Flies aged for 3–5 days were dissected in 1 × PBS for the intestine, thorax and brain. The dissected tissues were then fixed with 4% PFA for 20 minutes and washed with 0.1% PBST 2 times for 5 minutes. The tissue was permeabilized for 10 minutes with 0.5% PBST on a nutator. The permeabilized tissue was washed with 0.1% PBST 3 times for 5 minutes and incubated with 3% bovine serum albumin in 0.1% PBST for 30 minutes at room temperature (RT). Primary antibodies including anti-mouse Mst antibody (Santacruz, sc-13568, 1:200), anti-mouse tubulin antibody (Abcam, ab6046, 1:200), and anti-mouse myosin heavy chain antibody (DSHB, ALD-58, 1:100) were treated with the noted ratios for overnight at 4 °C. On the next day, the primary antibody solution was discarded and the tissues were washed by nutating in 0.1% PBST 3 times for 5 minutes and the following solutions were treated for 2 hours at RT in dark: anti-mouse Alexa fluor 647 (1:200), anti-phalloidin antibodies conjugated with FITC and TRITC (1:200), and Hoechst (1:400). The tissues were washed in 0.1% PBST 3 times, and then washed in PBS once for 5 minutes and mounted on a slide glass with SlowFade mounting solution (Invitrogen, CA, ID: S36936).

Immunoblotting using fly intestine

Prior to blotting, the intestines from fifteen flies aged 5–8 days were prepared in Triton X-100 lysis buffer (20 mM Tris-Cl pH 7.5, 100 mM NaCl, 1 mM Na₂VO_4, 1 mM EDTA, 1 mM EGTA, 50 mM β-glycerolphosphate, 50 mM NaF, 1% Trition X-100 (v/v), 1 mM PMSF, 10 g/mL leupeptin, and 1 g/mL pepstatin A). The intestines were homogenized, and lysates were subjected to SDS-PAGE analysis according to standard procedure. The immunoblots were developed and visualized using LAS-4000 (Fuji Film, Japan).
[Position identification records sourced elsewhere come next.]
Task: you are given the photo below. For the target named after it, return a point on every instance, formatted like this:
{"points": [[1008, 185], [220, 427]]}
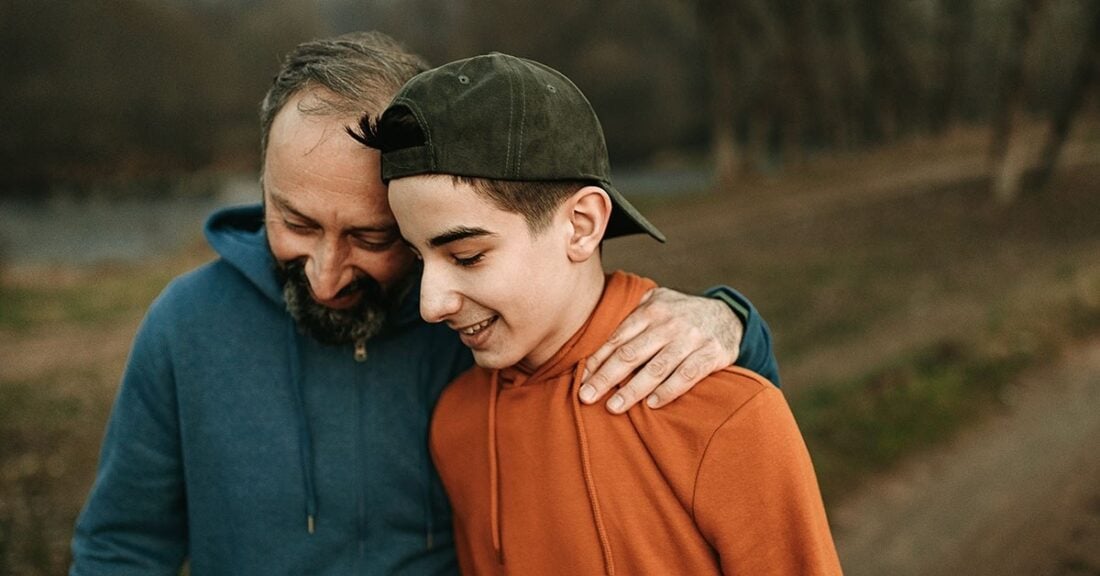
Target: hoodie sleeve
{"points": [[756, 353], [757, 499], [134, 519]]}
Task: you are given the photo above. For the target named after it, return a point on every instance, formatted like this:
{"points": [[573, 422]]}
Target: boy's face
{"points": [[504, 289]]}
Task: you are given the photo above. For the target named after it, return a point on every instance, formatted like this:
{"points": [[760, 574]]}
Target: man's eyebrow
{"points": [[458, 233], [285, 206], [282, 203]]}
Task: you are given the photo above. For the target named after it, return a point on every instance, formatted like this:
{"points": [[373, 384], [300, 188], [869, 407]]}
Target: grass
{"points": [[903, 303]]}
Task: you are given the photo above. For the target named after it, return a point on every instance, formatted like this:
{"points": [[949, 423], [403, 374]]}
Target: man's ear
{"points": [[587, 211]]}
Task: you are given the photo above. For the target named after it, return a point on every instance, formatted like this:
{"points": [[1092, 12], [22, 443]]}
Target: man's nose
{"points": [[327, 270], [438, 298]]}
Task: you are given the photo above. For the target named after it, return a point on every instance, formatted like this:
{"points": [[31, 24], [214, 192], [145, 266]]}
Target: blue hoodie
{"points": [[249, 449]]}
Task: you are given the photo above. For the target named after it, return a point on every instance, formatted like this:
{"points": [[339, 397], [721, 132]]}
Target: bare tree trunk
{"points": [[716, 23], [955, 29], [1085, 77], [1009, 165]]}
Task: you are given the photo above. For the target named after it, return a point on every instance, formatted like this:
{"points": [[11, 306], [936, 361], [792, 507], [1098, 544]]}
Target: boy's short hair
{"points": [[535, 200], [502, 120]]}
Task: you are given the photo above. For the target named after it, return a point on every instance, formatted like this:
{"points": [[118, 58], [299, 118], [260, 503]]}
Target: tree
{"points": [[1008, 164], [1085, 77]]}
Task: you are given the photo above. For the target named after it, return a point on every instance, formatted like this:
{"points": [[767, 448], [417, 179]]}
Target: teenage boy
{"points": [[499, 179]]}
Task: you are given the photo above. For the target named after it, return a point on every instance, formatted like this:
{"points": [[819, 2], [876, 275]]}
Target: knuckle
{"points": [[691, 369], [657, 367], [627, 353], [598, 381]]}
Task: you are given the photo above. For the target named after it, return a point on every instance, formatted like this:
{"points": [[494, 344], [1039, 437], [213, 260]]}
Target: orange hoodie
{"points": [[717, 482]]}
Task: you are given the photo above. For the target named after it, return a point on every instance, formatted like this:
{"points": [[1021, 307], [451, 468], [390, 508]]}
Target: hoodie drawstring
{"points": [[305, 439], [590, 484], [494, 469]]}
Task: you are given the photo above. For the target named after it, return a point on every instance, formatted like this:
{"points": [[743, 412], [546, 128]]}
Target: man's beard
{"points": [[359, 322]]}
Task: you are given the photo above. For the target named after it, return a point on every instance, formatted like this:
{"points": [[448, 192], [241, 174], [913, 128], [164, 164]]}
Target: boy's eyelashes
{"points": [[469, 261]]}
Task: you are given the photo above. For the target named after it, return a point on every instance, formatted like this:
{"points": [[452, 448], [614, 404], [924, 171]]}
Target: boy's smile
{"points": [[505, 289]]}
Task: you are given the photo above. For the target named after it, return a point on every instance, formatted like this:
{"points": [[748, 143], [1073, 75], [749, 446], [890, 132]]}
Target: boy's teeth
{"points": [[476, 328]]}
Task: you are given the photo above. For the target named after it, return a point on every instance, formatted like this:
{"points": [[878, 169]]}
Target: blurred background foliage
{"points": [[111, 90]]}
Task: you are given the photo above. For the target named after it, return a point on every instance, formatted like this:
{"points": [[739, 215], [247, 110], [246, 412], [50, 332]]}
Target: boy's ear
{"points": [[589, 210]]}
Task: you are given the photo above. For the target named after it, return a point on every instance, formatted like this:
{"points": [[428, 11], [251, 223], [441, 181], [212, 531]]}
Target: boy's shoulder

Quantitative real time PCR

To quantify expression of mst, we isolated total RNA from intestines and thorax muscles from fifteen mef2-GAL4 fly stocks using TRIzol (Invitrogen, CA). To knockdown mst expression, we combined each UAS-mst RNAi transgene with mef2-GAL4 line. To quantify the efficacy of RNAi in the intestine, we extracted total RNA from fifteen adult flies. Total RNA (1 μg) from each sample was used as a template for reverse transcription using M-MLV Reverse Transcriptase (Promega, WI). cDNA preparation was subjected to real-time quantitative PCR (Bio-Rad CFX96 Real-Time PCR detection system, CA) according to the protocol for SYBR Green Mix (Enzynomics, Korea, ID: RT500). The primers used for real-time quantitative PCR: Forward 5′-CTTCCACGTGCTGTTCGACA-3′, Reverse 5′-CATCAAAGCCTGCTCGCTGA-3′. In each reaction, we normalized expression of mst transcripts to rp49.

TUNEL assay

Flies aged for 3–5 days were dissected in 1 × PBS to obtain intestines. The dissected intestines were fixed in 4% PFA for 20 minutes at RT. The fixed intestines were washed with 0.5% PBST twice for 10 minutes. 0.1 M sodium citrate in 0.1% PBST was added and the sample was incubated at 65 °C for 30 minutes. The sample was washed with PBS twice for 10 minutes. As a positive control, DNase solution (1.5 μl of DNase, 3 μl of 10 mg/ml BSA, 1.5 μl of 1 M Tris buffer with pH7.5, and 24 μl of H₂O) was added into a control sample. For TUNEL reaction, experimental samples were incubated in 2 μl of TUNEL enzyme (TMR red, 12156792910, Roche, Swiss) and 18 μl of buffer at 37 °C for 2 hours. After the reaction period, the samples were washed with 0.1% PBST for 10 minutes, and additional staining markers such as phalloidin-TRITC and Hoechst were added and incubated for 1 hour at RT. The staining markers were removed, and the samples were washed with 0.1% PBST three times for 10 minutes.

Phylogenetic analysis

The mst orthologues were extracted from HomoloGene in the NCBI and Pan-taxonomic compara in the Ensembl. We aligned known mst paralogue protein sequences from human to fruit fly and analyzed conserved sequences related to the function of mst. The mst orthologue protein sequences for Homo sapiens, Bos Taurus, Mus musculus, Rattus norvegicus, Silurana tropicalis, Danio rerio, and Drosophila melanogaster were downloaded from Uniprot. The Clustal Omega was used to generate sequence alignments. Aligned sequences were visualized and annotated with the Jalview.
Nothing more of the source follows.